Lloyd’s of London lawyers announced in court that under a Stanford company policy, they’ve paid out $4.2 million to some criminal defense lawyers for work done before the August guilty plea of the Stanford company’s chief financial officer, James Davis.
The Lloyd’s lawyers said they won’t pay further for the criminal defense of Stanford or those accused with him because Davis said they conspired with him. They said that the insurance contract said Lloyd’s could stop payment if it determined money laundering was committed. Though Davis didn’t plead guilty to money laundering, Lloyd’s contends the terms of the policy were violated.
Dan Cogdell, lawyer for the former Stanford chief investment officer, Laura Holt, disputed that position.
“It’s a bad faith denial of coverage,” he said.
Stanford, Holt and others are accused of cheating investors who bought certificates of deposit issued by Stanford International Bank, on the Caribbean island of Antigua, and sold through companies affiliated with Houston-based Stanford Financial Group.

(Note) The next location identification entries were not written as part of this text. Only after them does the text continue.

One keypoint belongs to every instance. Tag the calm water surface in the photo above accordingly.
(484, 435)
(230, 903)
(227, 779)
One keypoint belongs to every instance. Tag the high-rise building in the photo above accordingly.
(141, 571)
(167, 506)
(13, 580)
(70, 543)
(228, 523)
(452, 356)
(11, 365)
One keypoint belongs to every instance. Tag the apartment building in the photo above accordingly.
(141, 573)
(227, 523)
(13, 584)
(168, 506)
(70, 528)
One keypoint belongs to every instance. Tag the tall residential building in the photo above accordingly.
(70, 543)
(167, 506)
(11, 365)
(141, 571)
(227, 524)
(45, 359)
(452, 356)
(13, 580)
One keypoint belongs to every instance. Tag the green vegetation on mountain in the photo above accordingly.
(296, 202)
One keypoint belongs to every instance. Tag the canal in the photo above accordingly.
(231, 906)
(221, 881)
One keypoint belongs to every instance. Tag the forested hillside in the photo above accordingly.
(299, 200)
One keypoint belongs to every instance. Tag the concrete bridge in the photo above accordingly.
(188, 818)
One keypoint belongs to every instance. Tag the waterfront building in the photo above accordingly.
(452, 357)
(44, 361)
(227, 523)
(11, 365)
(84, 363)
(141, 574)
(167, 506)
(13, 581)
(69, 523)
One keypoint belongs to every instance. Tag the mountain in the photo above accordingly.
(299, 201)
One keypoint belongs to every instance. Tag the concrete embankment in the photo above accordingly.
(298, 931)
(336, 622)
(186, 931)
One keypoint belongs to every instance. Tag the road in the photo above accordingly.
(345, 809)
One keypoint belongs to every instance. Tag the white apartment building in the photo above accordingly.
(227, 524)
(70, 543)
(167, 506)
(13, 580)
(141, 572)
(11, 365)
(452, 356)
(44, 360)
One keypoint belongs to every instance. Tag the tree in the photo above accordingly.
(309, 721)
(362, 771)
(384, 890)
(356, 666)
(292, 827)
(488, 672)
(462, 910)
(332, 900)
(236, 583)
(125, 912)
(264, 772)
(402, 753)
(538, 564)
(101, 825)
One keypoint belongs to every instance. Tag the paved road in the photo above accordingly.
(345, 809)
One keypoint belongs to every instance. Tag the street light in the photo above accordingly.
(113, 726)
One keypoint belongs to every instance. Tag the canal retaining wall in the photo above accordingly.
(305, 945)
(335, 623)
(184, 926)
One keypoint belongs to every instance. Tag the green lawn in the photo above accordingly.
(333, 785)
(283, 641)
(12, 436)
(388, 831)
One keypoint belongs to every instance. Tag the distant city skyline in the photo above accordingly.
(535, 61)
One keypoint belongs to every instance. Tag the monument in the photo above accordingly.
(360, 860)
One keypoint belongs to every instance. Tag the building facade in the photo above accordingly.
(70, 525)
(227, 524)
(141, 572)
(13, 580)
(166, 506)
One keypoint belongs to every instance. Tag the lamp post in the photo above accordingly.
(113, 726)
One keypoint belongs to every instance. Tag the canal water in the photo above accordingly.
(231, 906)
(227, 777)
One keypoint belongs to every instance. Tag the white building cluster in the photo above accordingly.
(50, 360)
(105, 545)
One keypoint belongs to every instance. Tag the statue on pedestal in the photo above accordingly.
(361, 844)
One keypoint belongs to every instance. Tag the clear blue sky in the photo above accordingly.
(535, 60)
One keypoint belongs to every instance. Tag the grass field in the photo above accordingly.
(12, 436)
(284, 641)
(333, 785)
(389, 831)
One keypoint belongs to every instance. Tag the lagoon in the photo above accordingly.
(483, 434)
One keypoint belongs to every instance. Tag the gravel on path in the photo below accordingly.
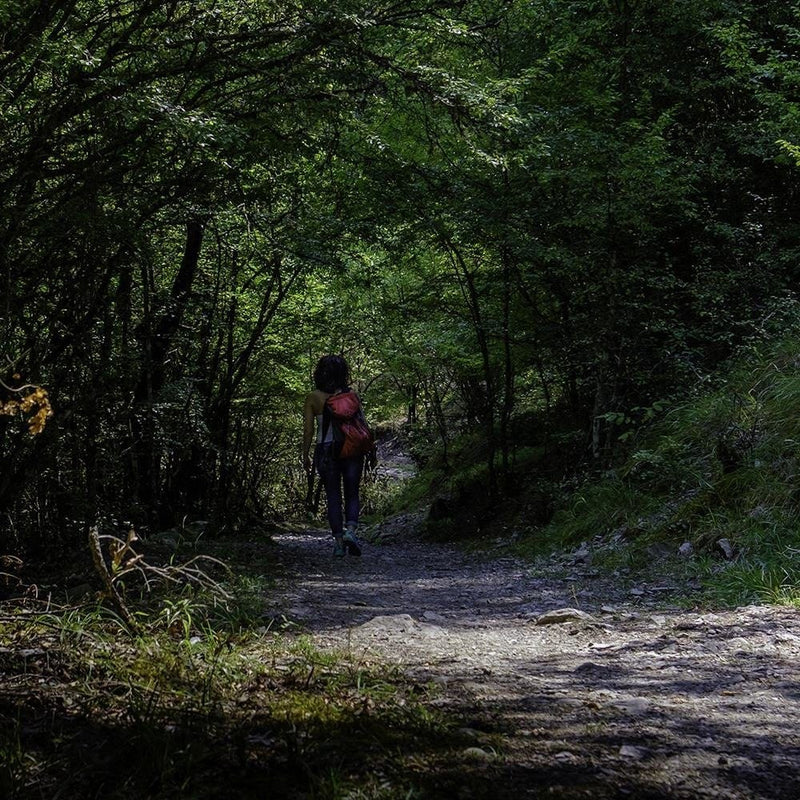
(575, 686)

Stanford, a native Texan who founded Stanford Financial Group and is the only one of the defendants in the case who is behind bars while awaiting trial, faces 21 counts of conspiracy, fraud, bribery and obstruction of justice.

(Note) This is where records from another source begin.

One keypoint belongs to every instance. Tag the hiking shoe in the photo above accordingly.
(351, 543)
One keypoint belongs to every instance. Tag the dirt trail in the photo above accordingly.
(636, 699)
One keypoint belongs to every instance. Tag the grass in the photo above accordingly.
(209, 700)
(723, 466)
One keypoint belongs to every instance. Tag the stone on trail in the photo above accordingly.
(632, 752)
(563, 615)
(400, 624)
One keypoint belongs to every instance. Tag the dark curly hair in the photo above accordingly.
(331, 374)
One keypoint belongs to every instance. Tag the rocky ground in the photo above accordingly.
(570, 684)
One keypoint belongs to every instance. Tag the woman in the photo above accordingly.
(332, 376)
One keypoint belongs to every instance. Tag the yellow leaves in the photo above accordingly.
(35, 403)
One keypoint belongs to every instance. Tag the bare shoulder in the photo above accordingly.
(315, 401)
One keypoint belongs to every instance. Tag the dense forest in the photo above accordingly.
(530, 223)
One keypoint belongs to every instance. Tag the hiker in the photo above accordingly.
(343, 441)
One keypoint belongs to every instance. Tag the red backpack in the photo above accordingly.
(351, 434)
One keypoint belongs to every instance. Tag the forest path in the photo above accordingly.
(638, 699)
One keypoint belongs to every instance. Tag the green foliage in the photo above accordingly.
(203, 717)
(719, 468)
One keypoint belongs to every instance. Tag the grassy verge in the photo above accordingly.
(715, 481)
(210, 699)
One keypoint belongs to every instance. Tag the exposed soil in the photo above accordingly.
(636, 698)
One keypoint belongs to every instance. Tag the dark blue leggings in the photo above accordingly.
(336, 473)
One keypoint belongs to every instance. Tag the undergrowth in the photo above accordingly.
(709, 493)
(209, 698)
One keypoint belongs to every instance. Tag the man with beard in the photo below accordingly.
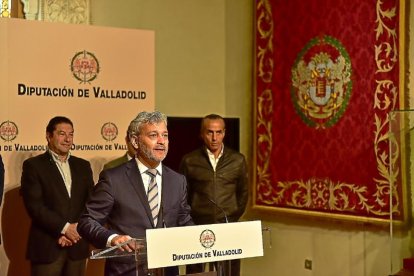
(138, 195)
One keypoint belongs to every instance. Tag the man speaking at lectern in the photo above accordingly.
(138, 195)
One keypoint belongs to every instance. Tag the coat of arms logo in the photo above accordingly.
(321, 82)
(84, 66)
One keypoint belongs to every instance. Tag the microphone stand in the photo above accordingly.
(223, 267)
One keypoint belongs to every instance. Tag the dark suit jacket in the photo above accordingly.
(120, 202)
(116, 162)
(50, 207)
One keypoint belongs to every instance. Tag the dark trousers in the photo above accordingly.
(62, 266)
(197, 268)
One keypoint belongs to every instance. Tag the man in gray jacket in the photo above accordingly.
(217, 180)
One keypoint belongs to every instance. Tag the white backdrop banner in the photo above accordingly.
(100, 78)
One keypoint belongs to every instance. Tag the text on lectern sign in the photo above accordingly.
(203, 243)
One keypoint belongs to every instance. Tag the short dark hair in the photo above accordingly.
(51, 126)
(145, 117)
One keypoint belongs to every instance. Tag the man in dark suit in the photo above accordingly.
(122, 198)
(55, 186)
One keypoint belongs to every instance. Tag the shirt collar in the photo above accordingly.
(142, 168)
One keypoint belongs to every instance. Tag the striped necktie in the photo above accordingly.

Lawyers for Stanford and other defendants asked U.S. District Judge David Hittner to order Lloyd’s to pay on its policy, possibly unprecedented in a criminal case.

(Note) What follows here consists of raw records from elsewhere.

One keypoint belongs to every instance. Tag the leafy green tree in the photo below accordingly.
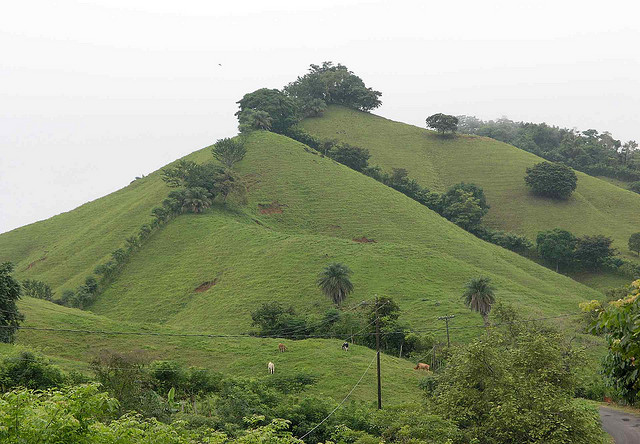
(29, 370)
(280, 108)
(443, 123)
(592, 252)
(619, 322)
(479, 296)
(465, 205)
(229, 151)
(124, 376)
(634, 243)
(229, 183)
(516, 386)
(250, 120)
(352, 156)
(556, 246)
(333, 85)
(10, 292)
(313, 108)
(196, 200)
(335, 282)
(551, 180)
(37, 289)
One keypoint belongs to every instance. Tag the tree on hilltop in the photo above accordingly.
(229, 151)
(443, 123)
(479, 297)
(634, 243)
(10, 291)
(335, 282)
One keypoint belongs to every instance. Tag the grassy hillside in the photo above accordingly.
(302, 212)
(238, 356)
(316, 208)
(64, 249)
(597, 207)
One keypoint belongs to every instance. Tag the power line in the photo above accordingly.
(247, 335)
(342, 402)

“We’re in uncharted water,” Hittner said, asking lawyers on both sides to submit briefs on the issue.
Hittner observed that the insurance lawyers’ position would mean taxpayers have to pay for legal representation of Stanford and his codefendants.
The payment of the criminal defense lawyers has been an ongoing issue. When the Securities and Exchange Commission filed a civil fraud suit last February in Dallas, it froze all the company assets and the personal assets of Allen Stanford and Holt.
Holt filed a separate lawsuit against Lloyd’s in Houston federal court Tuesday, saying it was denying her coverage in bad faith. It’s unclear whether Hittner will hear that case.
Also discussed Tuesday, but left undecided, is whether a receiver appointed by the Dallas court in the SEC case should be allowed to force criminal defense lawyers to hand over information they obtain while conducting their defense investigations.
Kent Schaffer, Stanford’s lawyer, argued that the receiver’s demands could violate defendants’ constitutional rights and interfere with attorney-client privilege.
On that and the insurance issue, prosecutor Gregg Costa asked the judge to consider moving the case along as quickly as possible, especially since Stanford is imprisoned.
Stanford, who has had two surgeries since he went to jail in late June and has dropped more than 35 pounds, was unshaven and gaunt.
Concern on health
He leaned his head down so much at the beginning of the hearing that Hittner asked his lawyers to check on him and admonished that if Stanford is not well enough to attend court, he should stay in the detention center downtown.
Stanford perked up during a break, engaging in animated conversation with two U.S. marshals.